ChaCha Branches Out, Launches Digital Coupon Service In Indiana

Mobile answers service ChaCha continues to find itself on TechCrunch’s radar. A tipster points us to this article published on a local Indiana business news site, which reveals the heavily VC-funded company is expanding if not slowly changing its business strategy with the addition of a digital coupon service dubbed ChaChaCoupons.

ChaCha CEO Scott Jones tells the local business newspaper that ChaChaCoupons is a ‘logical extension’ of its core service, which allows users to call or text questions on mobile phones and receive answers from human guides quickly and free of charge. He adds that the service currently attracts about 9 million unique users per month through mobiles and its website, but forgets to mention that the model doesn’t appear to work out all that well for the startup. ChaCha has cut guides’ payments quite a few times since its inception and was forced to lay off a significant part of its staff earlier this year.

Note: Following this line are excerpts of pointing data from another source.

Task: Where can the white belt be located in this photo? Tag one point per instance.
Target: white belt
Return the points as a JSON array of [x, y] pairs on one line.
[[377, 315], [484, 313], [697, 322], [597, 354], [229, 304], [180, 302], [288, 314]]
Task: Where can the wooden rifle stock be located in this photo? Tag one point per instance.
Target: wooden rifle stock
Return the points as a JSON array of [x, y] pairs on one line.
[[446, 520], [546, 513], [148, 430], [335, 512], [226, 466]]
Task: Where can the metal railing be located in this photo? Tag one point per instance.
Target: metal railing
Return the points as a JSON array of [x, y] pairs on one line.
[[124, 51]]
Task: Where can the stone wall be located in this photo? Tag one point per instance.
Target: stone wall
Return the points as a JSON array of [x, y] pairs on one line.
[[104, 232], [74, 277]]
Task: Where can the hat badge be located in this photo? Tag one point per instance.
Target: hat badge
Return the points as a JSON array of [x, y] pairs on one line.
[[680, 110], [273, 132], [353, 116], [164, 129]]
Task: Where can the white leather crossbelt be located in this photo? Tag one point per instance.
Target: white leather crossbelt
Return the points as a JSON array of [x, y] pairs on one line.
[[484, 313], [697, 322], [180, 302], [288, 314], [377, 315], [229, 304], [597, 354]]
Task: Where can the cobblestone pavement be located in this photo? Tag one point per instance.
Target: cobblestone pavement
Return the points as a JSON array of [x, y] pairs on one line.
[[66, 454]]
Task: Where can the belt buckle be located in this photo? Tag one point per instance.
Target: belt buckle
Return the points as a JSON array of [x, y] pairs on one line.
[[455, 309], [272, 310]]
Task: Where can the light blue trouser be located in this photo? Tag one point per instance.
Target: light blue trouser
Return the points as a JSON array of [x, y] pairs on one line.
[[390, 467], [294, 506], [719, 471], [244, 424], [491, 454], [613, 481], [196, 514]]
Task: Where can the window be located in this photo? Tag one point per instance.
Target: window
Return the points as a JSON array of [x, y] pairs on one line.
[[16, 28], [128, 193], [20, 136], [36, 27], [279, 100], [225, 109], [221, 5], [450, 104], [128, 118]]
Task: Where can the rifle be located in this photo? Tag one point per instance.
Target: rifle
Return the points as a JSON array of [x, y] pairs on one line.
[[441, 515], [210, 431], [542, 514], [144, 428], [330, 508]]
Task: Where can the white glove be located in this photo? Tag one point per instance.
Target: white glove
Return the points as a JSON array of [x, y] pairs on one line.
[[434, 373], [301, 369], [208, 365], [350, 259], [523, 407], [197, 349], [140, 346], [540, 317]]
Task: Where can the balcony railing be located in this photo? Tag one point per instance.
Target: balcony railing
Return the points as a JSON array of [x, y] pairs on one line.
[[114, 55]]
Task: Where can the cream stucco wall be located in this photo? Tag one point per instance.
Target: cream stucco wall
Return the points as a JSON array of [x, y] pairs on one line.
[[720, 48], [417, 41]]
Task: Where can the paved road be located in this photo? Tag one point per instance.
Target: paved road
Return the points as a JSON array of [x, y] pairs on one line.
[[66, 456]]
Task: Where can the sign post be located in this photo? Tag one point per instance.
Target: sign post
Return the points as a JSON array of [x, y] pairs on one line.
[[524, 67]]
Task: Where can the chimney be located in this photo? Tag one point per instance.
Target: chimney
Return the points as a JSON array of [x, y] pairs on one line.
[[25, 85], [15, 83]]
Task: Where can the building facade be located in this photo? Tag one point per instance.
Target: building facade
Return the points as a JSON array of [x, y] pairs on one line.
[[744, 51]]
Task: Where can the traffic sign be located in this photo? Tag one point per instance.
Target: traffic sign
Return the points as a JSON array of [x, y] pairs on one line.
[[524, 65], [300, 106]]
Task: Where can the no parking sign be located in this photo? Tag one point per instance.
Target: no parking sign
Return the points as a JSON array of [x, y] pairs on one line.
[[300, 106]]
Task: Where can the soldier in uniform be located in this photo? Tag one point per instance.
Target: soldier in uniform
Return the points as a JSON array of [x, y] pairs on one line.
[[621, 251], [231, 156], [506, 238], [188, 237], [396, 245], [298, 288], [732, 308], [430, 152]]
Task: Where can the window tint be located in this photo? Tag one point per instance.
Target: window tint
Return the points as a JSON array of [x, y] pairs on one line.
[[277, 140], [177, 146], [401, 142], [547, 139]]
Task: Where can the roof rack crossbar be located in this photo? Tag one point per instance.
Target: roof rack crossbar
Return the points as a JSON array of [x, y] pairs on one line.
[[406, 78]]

Anyway: ChaChaCoupons aims to make it easy for people to search for local companies and offers by business type, area of the city, alphabetical listing, newest deals, and more. Like most online coupon services, visitors can print coupons at their desktop or send them to their mobile phones to be redeemed at their favorite businesses. They can also send a coupon via text messaging to a ChaCha in-store coupon printer.

At launch, hundreds of local offers are on the site with special coupons and discounts in some 13 categories ranging from beauty to restaurants. Conceivably, ChaCha will be expanding the service to more regions and cities across the United States in the future.

The new ChaCha service has also been integrated with the company’s text VIP lists where users sign up to get cellphone offers and news from their favorite businesses. Users can choose to instantly join an advertiser’s VIP List by either text or online at ChaChaCoupons.com, giving local businesses a way of retaining their loyal customer base.

In all fairness, I actually agree that this could be a worthy extension for the regular ChaCha service that the company could turn into dollars, which it is hard-pressed for. That said, ChaCha basically raised approximately $62 million for a mobile answer service, and I can’t shake off the feeling that this new addition is actually the company desperately trying to do new things because its primary focus turned out to be, well, worthless. Time will tell if all this branching out can help the company’s investors get something out of the startup in the long run.

On a sidenote, I had a good laugh when I looked up the most recent question from a mobile phone that was featured on the ChaCha website. It was: “where do squirrels poop?” and I’ll let you check out the guide’s answer and more in the comment section on your own, for shits and giggles (pun intended).